Die Sozialpolitik wird dem Gesundheitsressort zugeschlagen und geht somit an die CDU. Gleichzeitig wird die neue Verwaltung um die Frauenpolitik bereichert, die bisher in der Wirtschaftsbehörde von Harald Wolf (Linke) verortet war. Traditionell sind all diese Politikbereiche bei der Neuordnung von Senatsressorts seit Jahrzehnten relativ freie Verfügungsmasse. Die Integration als selbstständiger Politikbereich wurde vom rot-roten Senat erst 2006 erfunden. Als neue Senatorin läuft sich schon seit geraumer Zeit die Vize-Fraktionschefin der SPD und Sprecherin der Parteilinken, Dilek Kolat, warm. Sie kann jetzt auch fest damit rechnen, vom Regierungschef ins Amt berufen zu werden. Kolat hat als einziges Regierungsmitglied einen migrationspolitischen Hintergrund. Die diplomierte Wirtschaftsmathematikerin wurde in der Türkei geboren und lebt seit ihrem dritten Lebensjahr in Berlin.

Gesundheit und Soziales

Keiner sagt es, jeder ahnt es: Mario Czaja wird wohl der neue Senator für Gesundheit und Verbraucherschutz. In der CDU sind andere Namen für das Ressort nicht zu hören. Czaja, 36, gehört seit ein paar Jahren zu den festen Größen der CDU-Führung. Er ist der Mann aus dem Osten für den Osten, erfolgreicher Wahlkämpfer in Marzahn-Hellersdorf und – wie die Koalitionsverhandlungen gezeigt haben – erfolgreicher Streiter gegen das Straßenausbaubeitragsgesetz. Czaja gehört zu denen, die die manchmal desolate Lage der Berliner CDU in den vergangenen zehn Jahren klar und kühl analysierten – und die richtigen Schlüsse daraus zogen. Als Abgeordneter hatte er seine Wähler im Hinterkopf, die Gesundheitspolitik als großes Thema und die Geschlossenheit der Fraktion im Sinn. Das alles wirkt jetzt zusammen.
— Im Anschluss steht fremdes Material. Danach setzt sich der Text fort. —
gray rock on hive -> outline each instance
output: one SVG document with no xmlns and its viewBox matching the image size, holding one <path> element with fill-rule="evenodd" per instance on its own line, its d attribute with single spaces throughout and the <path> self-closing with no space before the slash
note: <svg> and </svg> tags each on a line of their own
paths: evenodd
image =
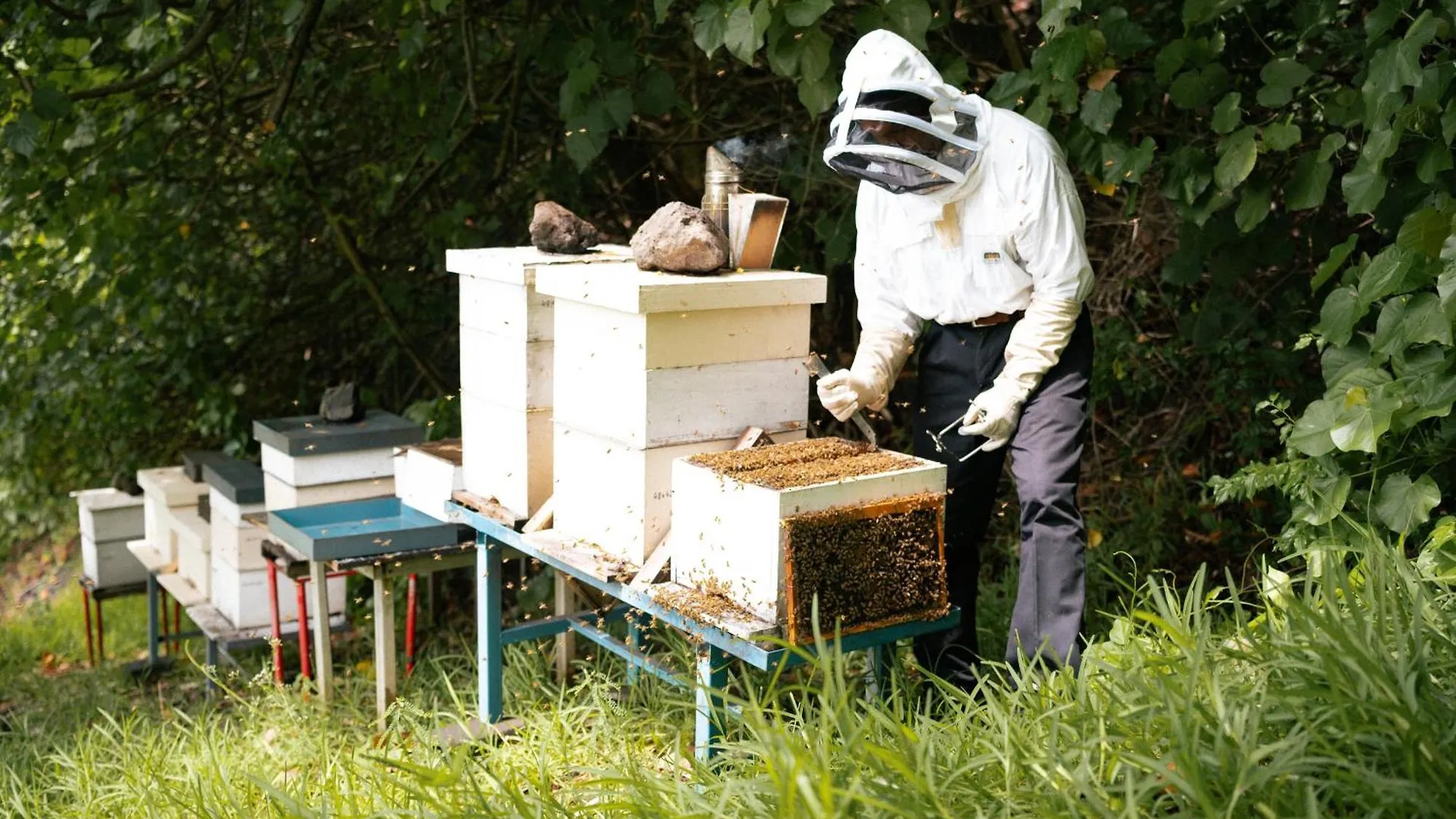
<svg viewBox="0 0 1456 819">
<path fill-rule="evenodd" d="M 594 224 L 553 201 L 531 211 L 531 246 L 547 254 L 585 254 L 601 242 Z"/>
<path fill-rule="evenodd" d="M 728 265 L 728 236 L 684 203 L 668 203 L 632 235 L 632 258 L 642 270 L 716 273 Z"/>
</svg>

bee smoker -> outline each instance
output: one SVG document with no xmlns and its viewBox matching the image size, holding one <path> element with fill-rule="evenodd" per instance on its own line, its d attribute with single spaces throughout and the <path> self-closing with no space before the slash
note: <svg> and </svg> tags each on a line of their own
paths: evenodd
<svg viewBox="0 0 1456 819">
<path fill-rule="evenodd" d="M 728 233 L 728 195 L 738 192 L 738 166 L 721 150 L 708 146 L 703 163 L 703 213 L 724 235 Z"/>
</svg>

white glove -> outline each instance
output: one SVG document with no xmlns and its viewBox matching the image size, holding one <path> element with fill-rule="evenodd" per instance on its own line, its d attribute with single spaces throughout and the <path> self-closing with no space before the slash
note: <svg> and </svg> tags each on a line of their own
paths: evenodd
<svg viewBox="0 0 1456 819">
<path fill-rule="evenodd" d="M 882 410 L 913 345 L 910 337 L 893 329 L 859 334 L 855 363 L 818 380 L 820 404 L 840 421 L 860 408 Z"/>
<path fill-rule="evenodd" d="M 1016 431 L 1021 408 L 1061 360 L 1080 313 L 1082 302 L 1032 293 L 1026 315 L 1006 340 L 1006 367 L 990 389 L 971 399 L 960 428 L 962 436 L 984 436 L 986 452 L 1006 446 Z"/>
</svg>

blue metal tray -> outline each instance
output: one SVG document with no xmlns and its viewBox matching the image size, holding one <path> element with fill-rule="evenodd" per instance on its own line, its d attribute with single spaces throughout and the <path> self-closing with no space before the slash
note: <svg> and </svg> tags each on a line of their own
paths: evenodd
<svg viewBox="0 0 1456 819">
<path fill-rule="evenodd" d="M 441 523 L 397 497 L 269 512 L 268 530 L 309 560 L 397 554 L 473 539 L 469 526 Z"/>
</svg>

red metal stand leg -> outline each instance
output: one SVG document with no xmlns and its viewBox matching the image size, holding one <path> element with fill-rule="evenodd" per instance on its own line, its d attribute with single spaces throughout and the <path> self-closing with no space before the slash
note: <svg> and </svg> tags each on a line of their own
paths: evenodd
<svg viewBox="0 0 1456 819">
<path fill-rule="evenodd" d="M 278 564 L 268 563 L 268 619 L 272 625 L 274 682 L 282 685 L 282 622 L 278 616 Z"/>
<path fill-rule="evenodd" d="M 409 595 L 405 597 L 405 676 L 415 673 L 415 589 L 418 574 L 409 576 Z"/>
<path fill-rule="evenodd" d="M 100 600 L 96 600 L 96 663 L 106 662 L 106 621 L 100 618 Z"/>
<path fill-rule="evenodd" d="M 100 606 L 100 603 L 96 603 Z M 92 647 L 90 637 L 90 589 L 82 584 L 82 612 L 86 615 L 86 665 L 96 667 L 96 648 Z"/>
<path fill-rule="evenodd" d="M 294 580 L 293 587 L 298 595 L 298 673 L 312 676 L 309 673 L 309 595 L 304 592 L 303 580 Z"/>
</svg>

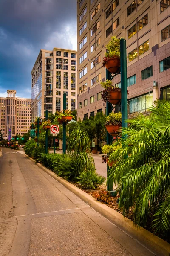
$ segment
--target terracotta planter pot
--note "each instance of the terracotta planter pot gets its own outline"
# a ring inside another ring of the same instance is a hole
[[[109,93],[109,102],[113,105],[117,105],[120,102],[121,99],[121,92],[113,91]]]
[[[107,70],[113,74],[116,74],[120,70],[120,59],[115,59],[112,58],[109,59],[105,64]]]
[[[120,133],[121,125],[105,125],[108,132],[112,136],[116,135],[116,134]]]
[[[71,121],[71,120],[73,118],[73,117],[72,116],[62,116],[61,117],[61,119],[62,121],[63,121],[63,122],[69,122],[70,121]]]

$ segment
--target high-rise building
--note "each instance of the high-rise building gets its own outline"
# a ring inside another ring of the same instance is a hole
[[[31,99],[16,97],[14,90],[7,93],[6,98],[0,97],[0,130],[6,139],[27,133],[31,118]]]
[[[126,39],[128,111],[146,111],[170,98],[170,4],[168,0],[79,0],[77,4],[78,117],[105,112],[100,83],[105,45]],[[120,86],[120,75],[112,80]]]
[[[67,108],[76,106],[76,51],[54,48],[41,50],[31,72],[32,119],[44,118],[46,110],[54,113],[63,110],[63,95]]]

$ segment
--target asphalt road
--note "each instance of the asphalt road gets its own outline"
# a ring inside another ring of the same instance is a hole
[[[0,256],[153,256],[19,153],[0,157]]]

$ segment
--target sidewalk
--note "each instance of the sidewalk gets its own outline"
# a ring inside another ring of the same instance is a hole
[[[22,154],[3,149],[0,181],[0,256],[154,255]]]

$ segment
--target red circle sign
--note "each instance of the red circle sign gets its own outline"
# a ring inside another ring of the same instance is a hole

Bildung, Jugend und Wissenschaft

Ein großes Ressort, das für alle Berliner von der Windel bis zum Doktorhut zuständig ist. Es entstand 2006 aus der Fusion der Schul-, Jugend und Wissenschaftspolitik. Vorher waren Wissenschaft und Forschung mit der Kulturpolitik liiert. Die Kultur ist seit fünf Jahren Wowereits Domäne – und bleibt es auch. Jetzt gibt es wieder eine Veränderung: Der Forschungsbereich wandert in das Wirtschaftsressort und damit zur CDU. Wer die leicht abgespeckte Bildungsbehörde künftig politisch leiten wird, ist noch ein Geheimnis. Der bisherige Bildungssenator Jürgen Zöllner (SPD) hat sich bereits in den Ruhestand verabschiedet. Es ist davon die Rede, dass Wowereit eine sozialdemokratische Politikerin von auswärts in die Stadt holen wird.